The more I spoke out about these issues, the more retaliation I faced.
He describes some of the retaliation he experiences, which continued right up to the present, but he doesn’t want to dwell on it because, after all, victimization is not his thing.. The Grievance Studies affair was the beginning of the end:
I continued to believe, perhaps naively, that if I exposed the flawed thinking on which Portland State’s new values were based, I could shake the university from its madness. In 2018 I co-published a series of absurd or morally repugnant peer-reviewed articles in journals that focused on issues of race and gender. In one of them we argued that there was an epidemic of dog rape at dog parks and proposed that we leash men the way we leash dogs. Our purpose was to show that certain kinds of “scholarship” are based not on finding truth but on advancing social grievances. This worldview is not scientific, and it is not rigorous.
Administrators and faculty were so angered by the papers that they published an anonymous piece in the student paper and Portland State filed formal charges against me. Their accusation? “Research misconduct” based on the absurd premise that the journal editors who accepted our intentionally deranged articles were “human subjects.” I was found guilty of not receiving approval to experiment on human subjects.
Meanwhile, ideological intolerance continued to grow at Portland State. . . .
You can read about the harassment, which included graffiti and disruptions of his classes and panels, none of which was ever investigated nor were any students disciplined. Finally, he had enough, and resigned out of frustration due to the inability to maintain his own principles (he’d been silenced to some extent):
This isn’t about me. This is about the kind of institutions we want and the values we choose. Every idea that has advanced human freedom has always, and without fail, been initially condemned. As individuals, we often seem incapable of remembering this lesson, but that is exactly what our institutions are for: to remind us that the freedom to question is our fundamental right. Educational institutions should remind us that that right is also our duty.
Portland State University has failed in fulfilling this duty. In doing so it has failed not only its students but the public that supports it. While I am grateful for the opportunity to have taught at Portland State for over a decade, it has become clear to me that this institution is no place for people who intend to think freely and explore ideas.
This is not the outcome I wanted. But I feel morally obligated to make this choice. For ten years, I have taught my students the importance of living by your principles. One of mine is to defend our system of liberal education from those who seek to destroy it. Who would I be if I didn’t?

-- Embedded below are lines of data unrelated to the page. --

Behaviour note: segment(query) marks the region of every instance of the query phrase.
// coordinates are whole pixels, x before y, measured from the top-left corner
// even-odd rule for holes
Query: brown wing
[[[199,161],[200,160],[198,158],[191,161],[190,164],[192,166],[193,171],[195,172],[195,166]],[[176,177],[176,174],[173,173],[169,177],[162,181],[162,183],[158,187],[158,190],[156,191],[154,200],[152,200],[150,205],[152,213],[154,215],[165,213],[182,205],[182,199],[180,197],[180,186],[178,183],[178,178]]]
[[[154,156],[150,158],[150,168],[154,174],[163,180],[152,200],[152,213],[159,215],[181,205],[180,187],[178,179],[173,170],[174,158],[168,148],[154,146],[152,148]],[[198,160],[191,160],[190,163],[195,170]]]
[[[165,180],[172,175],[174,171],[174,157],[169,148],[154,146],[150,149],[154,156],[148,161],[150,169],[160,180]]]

So he’s voluntarily given up his job and his income. I hope some other school snaps him up, but things being what they are, he’s surely been tainted by opposing the Woke. And the Woke run nearly all the universities.

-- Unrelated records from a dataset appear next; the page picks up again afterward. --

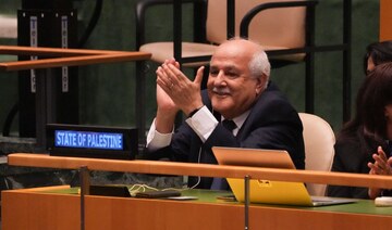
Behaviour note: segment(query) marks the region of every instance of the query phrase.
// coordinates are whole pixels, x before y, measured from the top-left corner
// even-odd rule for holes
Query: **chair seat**
[[[218,46],[215,44],[206,44],[206,43],[194,43],[194,42],[182,42],[182,56],[204,56],[204,55],[212,55]],[[272,47],[272,46],[264,46],[266,51],[268,50],[283,50],[287,49],[285,47]],[[151,60],[157,63],[163,63],[164,60],[173,58],[173,42],[152,42],[143,44],[139,49],[143,52],[152,53]],[[287,54],[287,55],[279,55],[272,56],[271,60],[281,60],[289,62],[301,62],[305,59],[305,53],[296,53],[296,54]],[[184,63],[183,66],[186,67],[197,67],[201,65],[207,65],[209,61],[206,62],[194,62],[194,63]]]

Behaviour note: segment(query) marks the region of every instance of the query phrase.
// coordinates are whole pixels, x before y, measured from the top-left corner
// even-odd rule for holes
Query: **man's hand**
[[[157,84],[170,97],[174,105],[188,115],[195,108],[203,106],[200,95],[203,71],[204,66],[199,67],[195,80],[192,81],[173,61],[166,62],[157,69]]]
[[[387,159],[387,154],[381,146],[377,149],[377,153],[372,154],[375,163],[368,163],[370,168],[369,175],[392,175],[392,157]],[[370,199],[376,199],[381,193],[379,188],[369,188],[368,195]]]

I doubt PSU realizes what a great professor it’s losing. I’m sure they’re relieved that they’re free of an anti-Woke faculty member who challenged their ideas and was subject to complaints. Well, it’s their loss. PSU is going the way of Evergreen State, purging “dissident” professors and enforcing intellectual conformity. I know there are some parents and prospective college students who still want a challenging education—who want to learn to think and analyze rather than absorb and parrot whatever dogma their professors feed them. Those people should avoid PSU like the plague.